Tetapi proses degenerasi terus berlanjut, sehingga pada suatu fase tertentu, sel-sel otak yang tersisa tidak mampu lagi menjalankan fungsi sel-sel yang sudah mengalami degenerasi maka tampaklah manifestasi akibat terjadinya degenerasi sel-sel otak yaitu berupa terganggunya kemampuan melaksanakan fungsi untuk kehidupan sehari-hari. Tidak mampu lagi melakukan dengan leluasa beberapa kegiatan sehari-hari yang sebelumnya dapat dilakukan dengan mudah.

Secara umum terjadi proses degenerasi sel-sel otak pada setiap lansia dan proses degenerasi ini tentunya mempengaruhi kapasitas fisiologis dan psikologis seorang lansia. Penanda sudah terjadinya degenerasi bukan pada tampilan organ atau organisma saat istirahat akan tetapi bagaimana organ atau organisme tersebut dapat beradaptasi terhadap perubahan (stres) yang berasal dari luar maupun dari dalam dirinya. Kemampuan adaptasi pada masing-masing lansia berbeda-beda. Perbedaan-perbedaan ini disebabkan salah satunya adalah bagaimana gaya hidup lansia dimasa lalunya.

Perubahan, baik dalam diri dan lingkungan lansia, senantiasa terjadi secara berkelanjutan dalam kehidupan sehari-hari. Salah satu perubahan yang terjadi secara masif adalah bidang digitalisasi yang meliputi hampir seluruh aspek kehidupan sehari-hari. Hal itu tidak dapat dihindari. Perubahan-perubahan ini sangat membutuhkan kondisi fisiologis dan psikologis yang harus selalu adaptif. Sementara itu secara alamiah pada lansia terjadinya proses degenerasi mendasari penurunan fungsi fisiologis dan psikologis dan tentunya mempengaruhi kemampuan adaptasi seorang lansia baik secara kapasitas dan kecepatan.

Saat pelayanan di poliklinik, penulis mendengarkan keadaan kondisi seorang guru. Usia yang bersangkutan masuk kategori lansia menurut WHO (2013), menghendaki pensiun dini. Dari pemeriksaan dengan wawancara klinis, penulis mendapatkan informasi bahwa alasan utama untuk minta pensiun dini adalah tuntutan kerja di kantor saat ini yang mengharuskan memakai komputer. Guru tersebut mengalami beberapa hambatan, terutama sistem penglihatannya, saat menggunakan komputer. Sering merasa silau dengan monitor komputer dan hurufnya terlalu kecil, apalagi menggunakannya terus menerus setiap hari dan hampir sepanjang jam kerja. Selain masalah penglihatan, masalah lainnya adalah seringnya ada perubahan-perubahan program komputer dikantor yang menuntut kecepatan dan ketepatan. Perubahan begitu cepat terjadi.
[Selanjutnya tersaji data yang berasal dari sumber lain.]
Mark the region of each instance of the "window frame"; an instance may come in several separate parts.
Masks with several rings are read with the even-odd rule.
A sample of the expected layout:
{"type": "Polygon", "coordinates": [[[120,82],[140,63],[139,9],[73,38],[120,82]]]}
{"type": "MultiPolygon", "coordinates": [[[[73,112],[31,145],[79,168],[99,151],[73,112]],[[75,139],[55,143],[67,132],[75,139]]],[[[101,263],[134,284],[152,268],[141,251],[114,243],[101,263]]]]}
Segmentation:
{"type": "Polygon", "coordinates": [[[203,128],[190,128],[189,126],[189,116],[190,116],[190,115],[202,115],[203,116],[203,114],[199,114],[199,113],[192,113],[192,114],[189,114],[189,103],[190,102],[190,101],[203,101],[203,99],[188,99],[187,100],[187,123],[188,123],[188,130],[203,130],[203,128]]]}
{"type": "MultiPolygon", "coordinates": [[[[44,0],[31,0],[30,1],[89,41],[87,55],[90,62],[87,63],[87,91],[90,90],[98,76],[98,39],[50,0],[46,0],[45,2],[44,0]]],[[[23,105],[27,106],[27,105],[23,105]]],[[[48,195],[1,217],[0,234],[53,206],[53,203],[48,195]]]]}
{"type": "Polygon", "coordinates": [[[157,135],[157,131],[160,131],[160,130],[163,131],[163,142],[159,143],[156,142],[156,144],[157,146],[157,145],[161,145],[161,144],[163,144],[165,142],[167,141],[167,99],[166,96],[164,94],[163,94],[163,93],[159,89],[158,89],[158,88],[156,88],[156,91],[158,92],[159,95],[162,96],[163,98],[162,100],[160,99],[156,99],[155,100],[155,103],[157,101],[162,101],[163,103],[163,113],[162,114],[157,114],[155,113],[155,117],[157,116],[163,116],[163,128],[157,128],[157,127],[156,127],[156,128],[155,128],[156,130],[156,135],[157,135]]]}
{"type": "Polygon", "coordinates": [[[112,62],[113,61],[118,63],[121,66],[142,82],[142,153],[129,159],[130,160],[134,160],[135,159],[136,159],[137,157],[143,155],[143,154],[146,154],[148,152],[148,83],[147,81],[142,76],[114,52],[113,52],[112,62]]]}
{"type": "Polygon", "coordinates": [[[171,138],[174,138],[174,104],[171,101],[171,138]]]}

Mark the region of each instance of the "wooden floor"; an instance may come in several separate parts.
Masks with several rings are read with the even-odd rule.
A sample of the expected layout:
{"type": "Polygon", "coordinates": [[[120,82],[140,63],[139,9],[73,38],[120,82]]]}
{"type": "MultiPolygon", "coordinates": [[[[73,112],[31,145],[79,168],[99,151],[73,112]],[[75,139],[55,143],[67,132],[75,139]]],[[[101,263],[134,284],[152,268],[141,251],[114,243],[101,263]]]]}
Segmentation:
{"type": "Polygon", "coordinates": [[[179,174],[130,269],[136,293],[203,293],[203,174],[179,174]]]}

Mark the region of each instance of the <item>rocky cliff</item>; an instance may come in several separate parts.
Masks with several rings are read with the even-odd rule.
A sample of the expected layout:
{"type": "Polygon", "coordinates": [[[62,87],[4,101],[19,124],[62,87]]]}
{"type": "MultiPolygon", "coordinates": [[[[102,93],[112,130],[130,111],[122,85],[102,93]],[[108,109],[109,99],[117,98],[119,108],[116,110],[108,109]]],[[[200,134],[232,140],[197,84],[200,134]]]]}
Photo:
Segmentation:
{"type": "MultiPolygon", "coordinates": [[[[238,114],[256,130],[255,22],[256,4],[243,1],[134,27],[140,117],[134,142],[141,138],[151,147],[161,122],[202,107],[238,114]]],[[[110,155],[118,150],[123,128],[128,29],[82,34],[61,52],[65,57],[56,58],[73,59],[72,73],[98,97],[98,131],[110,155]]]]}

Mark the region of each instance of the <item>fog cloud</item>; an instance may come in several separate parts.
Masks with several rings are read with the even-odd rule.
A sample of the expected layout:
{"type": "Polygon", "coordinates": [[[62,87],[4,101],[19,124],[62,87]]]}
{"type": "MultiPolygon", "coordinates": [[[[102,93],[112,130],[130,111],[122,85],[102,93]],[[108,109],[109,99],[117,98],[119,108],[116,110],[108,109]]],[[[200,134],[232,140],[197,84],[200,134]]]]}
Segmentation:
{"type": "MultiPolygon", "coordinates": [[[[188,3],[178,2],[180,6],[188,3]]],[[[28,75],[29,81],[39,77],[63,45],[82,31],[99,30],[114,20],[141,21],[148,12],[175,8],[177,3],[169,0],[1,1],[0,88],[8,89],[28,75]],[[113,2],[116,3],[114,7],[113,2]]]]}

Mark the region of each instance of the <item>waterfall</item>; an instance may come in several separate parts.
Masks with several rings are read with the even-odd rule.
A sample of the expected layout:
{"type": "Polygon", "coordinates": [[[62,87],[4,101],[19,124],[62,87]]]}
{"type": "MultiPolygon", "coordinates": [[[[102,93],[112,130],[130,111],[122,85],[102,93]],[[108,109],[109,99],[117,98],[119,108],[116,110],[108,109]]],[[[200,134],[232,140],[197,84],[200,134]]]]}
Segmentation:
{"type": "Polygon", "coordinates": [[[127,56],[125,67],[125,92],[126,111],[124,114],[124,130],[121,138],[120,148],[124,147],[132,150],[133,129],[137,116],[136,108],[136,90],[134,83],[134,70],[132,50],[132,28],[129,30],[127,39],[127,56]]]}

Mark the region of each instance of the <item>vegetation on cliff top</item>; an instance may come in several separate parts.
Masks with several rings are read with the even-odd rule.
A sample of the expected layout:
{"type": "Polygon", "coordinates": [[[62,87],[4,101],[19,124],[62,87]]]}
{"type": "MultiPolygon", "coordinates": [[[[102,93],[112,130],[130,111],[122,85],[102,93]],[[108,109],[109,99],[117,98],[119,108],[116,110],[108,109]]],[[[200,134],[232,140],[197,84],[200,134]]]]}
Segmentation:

Masalah bertambah berat saat era new normal ini, karena pandemi maka pembelajaran banyak menggunakan media digitalisasi. Sesungguhnya beberapa lansia menyadari perubahan memang harus terjadi dan tidak menolak perubahan akan tetapi kapasitas fisiologis dan psikologis yang dimiliki beberapa orang lansia tidak cukup untuk beradaptasi dengan perubahan-perubahan saat ini.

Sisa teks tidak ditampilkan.